The US Department of Energy’s (DOE’s) Office of Environmental Management (EM) on 2 June issued the Final Request for Proposal (RFP) for the Waste Isolation Pilot Plant (WIPP) Management and Operating (M&O) Acquisition. WIPP, in southern New Mexico, is the only US deep-geologic repository to isolate defence-related TRU mixed waste from the environment, approximately 2,150 feet underground. In 2017, WIPP began accepting shipments following a nearly three-year closure that resulted from a radiation release in one of the underground disposal rooms.
The new WIPP M&O contract will be a Cost-Plus-Award-Fee (CPAF) M&O contract with Indefinite Delivery/ Indefinite Quantity (ID/IQ) Contract Line Item Number (CLIN). The contract will include a four-year base period and six one-year option periods. The total estimated contract value is $3 billion over the 10-year period of performance, including all option periods. The Final RFP will be conducted as a full and open competition. Work to be performed under the contract will include the centralised characterisation project, transportation activities, WIPP operations, projects (capital asset projects and non-capital asset projects), experimental and testing activities, and WIPP programme support. Proposals are due by 19 July.

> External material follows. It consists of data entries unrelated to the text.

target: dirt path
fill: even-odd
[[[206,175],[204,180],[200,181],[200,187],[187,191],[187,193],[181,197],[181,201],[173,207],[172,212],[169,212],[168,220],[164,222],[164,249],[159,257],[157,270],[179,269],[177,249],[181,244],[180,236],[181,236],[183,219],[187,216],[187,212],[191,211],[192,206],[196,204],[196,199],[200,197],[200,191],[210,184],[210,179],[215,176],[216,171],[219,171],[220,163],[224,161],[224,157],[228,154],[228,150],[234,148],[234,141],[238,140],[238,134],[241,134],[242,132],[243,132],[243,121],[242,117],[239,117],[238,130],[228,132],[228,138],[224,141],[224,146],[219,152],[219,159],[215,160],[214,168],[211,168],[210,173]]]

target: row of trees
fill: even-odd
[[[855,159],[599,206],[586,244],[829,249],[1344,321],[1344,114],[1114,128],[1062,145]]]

Nuclear Waste Partnership (NWP), a joint venture between Amentum and BWX Technologies, currently manages the WIPP as well as DOE’s National Transuranic Waste programme under a $296 million contract extension awarded in October 2020. NWP began work at WIPP in 2012 and its contract will expire in September 2021, with an extension carrying the contract through September 2022. Vice President of Marketing and Communications at Amentum, Keith Wood, said the company will not be bidding on the next contract.
The repository has been in operation for more than two decades, during which time it has received some 12,900 shipments of waste for deposition in underground vaults mined out of a salt formation.